2020 Hurricane Laura

The unusually active 2020 Hurricane season included Hurricane Laura that reached Category 4 status before making landfall in western Louisiana on August 27th. This was the 10th strongest US hurricane landfall by windspeed on record and it caused widespread destruction to pine and hardwood forests that extended well inland. 

Forest managers want to know where damage occurred as soon as possible, but this map was difficult to produce in September due to frequent clouds. Due to the limits of this technology, we also avoid use of specific categories of "severity" opting instead for a relative scale of NDVI departure. If we would ascribe terms like catastrophic-high-medium-low severity that would imply very specific tree impacts that are at best correlated with our gradational measure of departure. 

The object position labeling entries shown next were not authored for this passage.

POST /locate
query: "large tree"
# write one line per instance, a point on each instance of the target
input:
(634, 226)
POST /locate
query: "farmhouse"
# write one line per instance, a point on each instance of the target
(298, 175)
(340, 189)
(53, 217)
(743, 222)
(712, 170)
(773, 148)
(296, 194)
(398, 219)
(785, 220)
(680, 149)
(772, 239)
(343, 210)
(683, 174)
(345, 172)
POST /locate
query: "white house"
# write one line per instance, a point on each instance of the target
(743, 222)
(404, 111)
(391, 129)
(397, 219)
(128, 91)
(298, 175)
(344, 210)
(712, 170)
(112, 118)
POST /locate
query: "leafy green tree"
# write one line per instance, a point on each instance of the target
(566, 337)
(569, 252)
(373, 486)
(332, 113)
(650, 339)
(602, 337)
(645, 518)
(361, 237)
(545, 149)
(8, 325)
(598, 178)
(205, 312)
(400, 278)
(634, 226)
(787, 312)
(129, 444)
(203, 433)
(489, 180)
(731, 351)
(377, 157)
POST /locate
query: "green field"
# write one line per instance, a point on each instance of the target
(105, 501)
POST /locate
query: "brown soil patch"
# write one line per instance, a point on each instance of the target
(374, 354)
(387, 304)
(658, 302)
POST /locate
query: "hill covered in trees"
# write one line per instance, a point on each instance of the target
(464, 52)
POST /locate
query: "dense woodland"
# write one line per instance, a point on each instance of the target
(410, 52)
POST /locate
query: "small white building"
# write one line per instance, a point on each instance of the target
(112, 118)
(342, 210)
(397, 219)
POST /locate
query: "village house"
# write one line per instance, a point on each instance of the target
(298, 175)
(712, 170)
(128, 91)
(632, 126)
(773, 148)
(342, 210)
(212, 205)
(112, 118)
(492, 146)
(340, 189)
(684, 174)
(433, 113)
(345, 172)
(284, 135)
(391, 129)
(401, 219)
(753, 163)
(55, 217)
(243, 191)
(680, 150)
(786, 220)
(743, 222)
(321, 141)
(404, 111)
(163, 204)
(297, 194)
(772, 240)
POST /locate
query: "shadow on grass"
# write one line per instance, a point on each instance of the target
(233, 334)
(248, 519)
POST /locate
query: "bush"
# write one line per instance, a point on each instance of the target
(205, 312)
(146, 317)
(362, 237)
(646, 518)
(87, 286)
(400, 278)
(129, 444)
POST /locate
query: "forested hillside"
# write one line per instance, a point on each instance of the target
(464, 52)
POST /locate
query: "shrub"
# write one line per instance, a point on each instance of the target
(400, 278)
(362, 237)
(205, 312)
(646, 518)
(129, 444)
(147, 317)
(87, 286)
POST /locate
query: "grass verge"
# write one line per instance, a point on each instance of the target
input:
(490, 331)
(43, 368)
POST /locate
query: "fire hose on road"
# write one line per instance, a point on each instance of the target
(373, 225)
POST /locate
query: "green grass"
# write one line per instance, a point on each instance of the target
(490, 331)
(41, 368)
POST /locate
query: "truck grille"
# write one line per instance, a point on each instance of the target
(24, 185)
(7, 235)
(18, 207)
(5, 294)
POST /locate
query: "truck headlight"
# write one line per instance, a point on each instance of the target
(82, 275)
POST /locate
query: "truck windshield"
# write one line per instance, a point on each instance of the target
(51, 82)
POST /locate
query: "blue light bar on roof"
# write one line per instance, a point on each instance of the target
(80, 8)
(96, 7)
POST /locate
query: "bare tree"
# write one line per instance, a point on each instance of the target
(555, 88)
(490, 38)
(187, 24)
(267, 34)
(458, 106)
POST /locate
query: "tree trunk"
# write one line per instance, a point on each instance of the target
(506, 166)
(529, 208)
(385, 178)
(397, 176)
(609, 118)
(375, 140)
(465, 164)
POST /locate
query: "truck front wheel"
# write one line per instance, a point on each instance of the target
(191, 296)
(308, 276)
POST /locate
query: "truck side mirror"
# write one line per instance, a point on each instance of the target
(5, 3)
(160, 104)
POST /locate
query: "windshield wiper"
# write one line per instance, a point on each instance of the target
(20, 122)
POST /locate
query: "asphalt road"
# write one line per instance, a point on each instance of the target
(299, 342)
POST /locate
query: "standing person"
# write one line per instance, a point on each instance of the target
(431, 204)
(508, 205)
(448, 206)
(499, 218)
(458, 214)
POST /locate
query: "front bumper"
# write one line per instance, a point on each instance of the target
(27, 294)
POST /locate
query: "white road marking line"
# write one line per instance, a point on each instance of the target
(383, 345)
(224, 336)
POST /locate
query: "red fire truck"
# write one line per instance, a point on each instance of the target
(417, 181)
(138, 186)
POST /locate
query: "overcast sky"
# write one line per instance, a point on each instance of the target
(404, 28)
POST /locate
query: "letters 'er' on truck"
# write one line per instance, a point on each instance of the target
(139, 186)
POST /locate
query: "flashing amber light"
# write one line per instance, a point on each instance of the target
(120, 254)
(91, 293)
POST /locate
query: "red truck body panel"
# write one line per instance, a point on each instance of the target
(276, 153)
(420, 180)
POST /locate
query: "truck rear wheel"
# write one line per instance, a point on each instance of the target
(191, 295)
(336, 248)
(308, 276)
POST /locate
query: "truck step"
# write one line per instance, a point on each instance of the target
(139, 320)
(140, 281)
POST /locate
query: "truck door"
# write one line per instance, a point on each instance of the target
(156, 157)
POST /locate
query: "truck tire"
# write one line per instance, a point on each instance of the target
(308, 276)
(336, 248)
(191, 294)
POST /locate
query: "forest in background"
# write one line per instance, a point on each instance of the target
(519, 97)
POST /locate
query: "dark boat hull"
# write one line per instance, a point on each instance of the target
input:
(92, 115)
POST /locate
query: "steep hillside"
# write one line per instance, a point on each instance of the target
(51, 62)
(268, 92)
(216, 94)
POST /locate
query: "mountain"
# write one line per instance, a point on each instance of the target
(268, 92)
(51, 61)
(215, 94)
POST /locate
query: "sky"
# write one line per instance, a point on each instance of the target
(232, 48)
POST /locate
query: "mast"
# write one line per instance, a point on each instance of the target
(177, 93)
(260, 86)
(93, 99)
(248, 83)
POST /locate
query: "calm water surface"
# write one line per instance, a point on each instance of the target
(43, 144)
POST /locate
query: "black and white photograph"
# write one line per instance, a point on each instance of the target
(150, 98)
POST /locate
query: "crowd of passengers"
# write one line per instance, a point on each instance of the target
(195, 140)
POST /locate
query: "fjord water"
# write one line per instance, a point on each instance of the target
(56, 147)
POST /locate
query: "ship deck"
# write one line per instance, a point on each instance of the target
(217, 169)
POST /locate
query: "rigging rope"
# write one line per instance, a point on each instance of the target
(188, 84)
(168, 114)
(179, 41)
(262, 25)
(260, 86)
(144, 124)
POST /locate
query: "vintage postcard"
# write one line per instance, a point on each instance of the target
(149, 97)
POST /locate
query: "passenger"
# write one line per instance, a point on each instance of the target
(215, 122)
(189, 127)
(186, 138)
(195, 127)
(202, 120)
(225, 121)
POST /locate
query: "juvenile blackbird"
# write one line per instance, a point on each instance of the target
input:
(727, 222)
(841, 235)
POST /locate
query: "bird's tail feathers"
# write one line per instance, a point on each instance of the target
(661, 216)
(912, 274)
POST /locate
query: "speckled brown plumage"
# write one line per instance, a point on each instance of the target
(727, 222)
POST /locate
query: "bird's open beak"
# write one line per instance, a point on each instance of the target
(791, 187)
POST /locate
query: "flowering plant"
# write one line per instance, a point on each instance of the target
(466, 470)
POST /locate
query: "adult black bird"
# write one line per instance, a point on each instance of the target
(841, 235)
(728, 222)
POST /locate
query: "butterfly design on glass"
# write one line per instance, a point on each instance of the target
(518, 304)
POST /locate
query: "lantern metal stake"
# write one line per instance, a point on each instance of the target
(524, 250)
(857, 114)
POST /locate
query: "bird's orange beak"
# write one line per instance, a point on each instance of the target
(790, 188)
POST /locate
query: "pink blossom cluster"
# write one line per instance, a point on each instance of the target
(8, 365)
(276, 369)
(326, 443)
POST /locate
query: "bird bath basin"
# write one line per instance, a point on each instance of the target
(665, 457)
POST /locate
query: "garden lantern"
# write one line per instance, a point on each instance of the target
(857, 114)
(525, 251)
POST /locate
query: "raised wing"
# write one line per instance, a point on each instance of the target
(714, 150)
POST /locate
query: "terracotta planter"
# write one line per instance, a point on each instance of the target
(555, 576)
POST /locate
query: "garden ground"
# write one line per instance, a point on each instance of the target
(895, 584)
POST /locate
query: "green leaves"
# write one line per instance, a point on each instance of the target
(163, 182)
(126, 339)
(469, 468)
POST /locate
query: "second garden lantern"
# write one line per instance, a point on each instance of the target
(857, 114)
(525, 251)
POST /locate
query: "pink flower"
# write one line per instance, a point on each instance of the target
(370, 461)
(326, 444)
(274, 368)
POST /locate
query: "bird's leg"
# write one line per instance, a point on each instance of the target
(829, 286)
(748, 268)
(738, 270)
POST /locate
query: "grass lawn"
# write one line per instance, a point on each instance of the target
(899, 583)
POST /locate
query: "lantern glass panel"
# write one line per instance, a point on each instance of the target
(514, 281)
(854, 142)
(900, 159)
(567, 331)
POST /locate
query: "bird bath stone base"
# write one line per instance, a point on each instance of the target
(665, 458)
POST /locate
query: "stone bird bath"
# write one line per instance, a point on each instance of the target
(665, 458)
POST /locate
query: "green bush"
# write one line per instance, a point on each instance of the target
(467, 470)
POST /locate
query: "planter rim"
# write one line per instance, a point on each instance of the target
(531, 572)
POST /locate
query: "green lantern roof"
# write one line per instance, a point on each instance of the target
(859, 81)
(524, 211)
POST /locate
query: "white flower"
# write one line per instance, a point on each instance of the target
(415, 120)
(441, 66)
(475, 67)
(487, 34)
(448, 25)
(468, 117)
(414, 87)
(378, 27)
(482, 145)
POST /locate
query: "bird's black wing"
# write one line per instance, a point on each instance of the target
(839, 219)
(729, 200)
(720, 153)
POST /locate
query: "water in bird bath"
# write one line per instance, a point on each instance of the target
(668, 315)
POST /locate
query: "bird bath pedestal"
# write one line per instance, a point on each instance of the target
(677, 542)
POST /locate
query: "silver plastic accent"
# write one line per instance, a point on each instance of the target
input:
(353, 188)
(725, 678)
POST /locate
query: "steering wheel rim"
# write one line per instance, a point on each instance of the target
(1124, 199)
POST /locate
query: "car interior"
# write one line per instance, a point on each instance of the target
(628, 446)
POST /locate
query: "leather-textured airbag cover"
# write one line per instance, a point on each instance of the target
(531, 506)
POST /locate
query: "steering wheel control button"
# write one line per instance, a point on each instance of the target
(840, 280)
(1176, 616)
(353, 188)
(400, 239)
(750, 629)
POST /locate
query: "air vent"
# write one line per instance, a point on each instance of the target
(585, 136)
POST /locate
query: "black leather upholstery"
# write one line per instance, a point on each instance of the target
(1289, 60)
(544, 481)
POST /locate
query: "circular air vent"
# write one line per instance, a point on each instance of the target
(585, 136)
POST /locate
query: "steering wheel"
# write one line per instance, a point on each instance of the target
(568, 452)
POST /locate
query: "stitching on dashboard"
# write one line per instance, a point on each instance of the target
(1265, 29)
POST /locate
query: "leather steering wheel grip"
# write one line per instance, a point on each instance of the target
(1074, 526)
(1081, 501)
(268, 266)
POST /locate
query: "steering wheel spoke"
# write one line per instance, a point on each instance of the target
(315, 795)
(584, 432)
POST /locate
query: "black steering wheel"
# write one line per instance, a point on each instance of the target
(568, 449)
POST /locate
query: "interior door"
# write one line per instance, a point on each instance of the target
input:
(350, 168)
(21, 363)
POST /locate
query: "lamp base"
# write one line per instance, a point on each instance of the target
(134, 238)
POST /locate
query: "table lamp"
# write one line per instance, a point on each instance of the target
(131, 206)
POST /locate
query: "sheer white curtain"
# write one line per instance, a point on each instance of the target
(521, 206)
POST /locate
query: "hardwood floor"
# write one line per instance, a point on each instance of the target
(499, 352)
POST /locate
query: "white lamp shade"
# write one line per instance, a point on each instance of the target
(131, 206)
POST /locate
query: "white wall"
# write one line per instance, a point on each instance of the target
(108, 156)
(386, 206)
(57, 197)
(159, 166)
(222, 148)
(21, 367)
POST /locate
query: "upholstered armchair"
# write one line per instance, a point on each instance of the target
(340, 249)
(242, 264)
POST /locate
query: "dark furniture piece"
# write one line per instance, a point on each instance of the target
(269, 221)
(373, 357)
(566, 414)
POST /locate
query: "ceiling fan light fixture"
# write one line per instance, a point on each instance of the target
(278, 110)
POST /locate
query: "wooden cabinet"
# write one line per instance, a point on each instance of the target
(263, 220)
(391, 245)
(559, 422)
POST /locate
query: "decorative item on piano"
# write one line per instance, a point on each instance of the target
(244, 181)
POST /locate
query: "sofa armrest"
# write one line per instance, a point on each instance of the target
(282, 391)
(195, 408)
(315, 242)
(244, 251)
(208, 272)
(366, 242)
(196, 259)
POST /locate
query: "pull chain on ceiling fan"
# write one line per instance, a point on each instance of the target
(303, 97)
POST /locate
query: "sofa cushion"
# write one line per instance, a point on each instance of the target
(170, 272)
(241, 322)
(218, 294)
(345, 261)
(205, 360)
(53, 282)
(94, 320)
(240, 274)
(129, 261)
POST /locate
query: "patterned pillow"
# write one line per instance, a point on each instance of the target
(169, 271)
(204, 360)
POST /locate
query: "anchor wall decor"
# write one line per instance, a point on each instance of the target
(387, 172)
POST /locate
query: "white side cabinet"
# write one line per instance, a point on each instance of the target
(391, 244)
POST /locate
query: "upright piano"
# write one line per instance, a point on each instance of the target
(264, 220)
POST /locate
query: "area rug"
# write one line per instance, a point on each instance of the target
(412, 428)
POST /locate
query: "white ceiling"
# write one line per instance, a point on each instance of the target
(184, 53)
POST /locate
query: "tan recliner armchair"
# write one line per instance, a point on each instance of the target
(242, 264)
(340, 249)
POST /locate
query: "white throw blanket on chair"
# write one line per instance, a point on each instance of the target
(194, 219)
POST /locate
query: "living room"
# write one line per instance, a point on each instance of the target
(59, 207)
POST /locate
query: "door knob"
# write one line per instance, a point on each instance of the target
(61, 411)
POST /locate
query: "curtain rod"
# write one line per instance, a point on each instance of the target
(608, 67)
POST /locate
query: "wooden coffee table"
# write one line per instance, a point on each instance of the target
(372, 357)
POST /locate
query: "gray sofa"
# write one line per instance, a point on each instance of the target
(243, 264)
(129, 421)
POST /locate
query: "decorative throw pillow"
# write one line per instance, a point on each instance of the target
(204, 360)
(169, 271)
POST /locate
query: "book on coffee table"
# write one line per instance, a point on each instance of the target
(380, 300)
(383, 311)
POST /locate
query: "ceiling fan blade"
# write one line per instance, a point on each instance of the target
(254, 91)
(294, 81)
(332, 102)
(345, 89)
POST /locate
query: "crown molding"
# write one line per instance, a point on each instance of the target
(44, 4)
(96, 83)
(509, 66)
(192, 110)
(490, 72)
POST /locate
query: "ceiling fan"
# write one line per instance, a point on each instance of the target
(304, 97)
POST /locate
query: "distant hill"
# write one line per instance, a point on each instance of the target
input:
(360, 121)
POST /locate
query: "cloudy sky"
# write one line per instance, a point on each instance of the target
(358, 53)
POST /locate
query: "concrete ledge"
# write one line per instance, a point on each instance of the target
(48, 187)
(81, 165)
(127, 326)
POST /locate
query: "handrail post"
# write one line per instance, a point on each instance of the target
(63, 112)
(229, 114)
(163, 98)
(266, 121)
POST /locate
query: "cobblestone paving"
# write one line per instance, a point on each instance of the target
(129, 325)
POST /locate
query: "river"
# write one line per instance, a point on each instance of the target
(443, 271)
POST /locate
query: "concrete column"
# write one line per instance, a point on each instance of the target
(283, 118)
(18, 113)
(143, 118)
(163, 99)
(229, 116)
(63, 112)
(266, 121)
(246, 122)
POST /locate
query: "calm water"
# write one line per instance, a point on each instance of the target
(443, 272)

Forest impacts from extended periods of high wind with flooding are challenging to resolve in these coastal landscapes because much of the change that we document may not be damage. We normally only seek to isolate structural tree damage such as uprooting, breakage or canopy damage. However, bottomland hardwoods and more so bottomland cypress forests regularly show persistent departures caused by standing water. As these bottomland sites are typically well adapted to flooding, that cause of change is a distraction. Broadleaf forests are also more susceptible to leaf stripping, which can be ephemeral, only reducing the growing season and annual productivity a bit. Like water, that is a non-targeted cause of departure in our post-hurricane assessment process.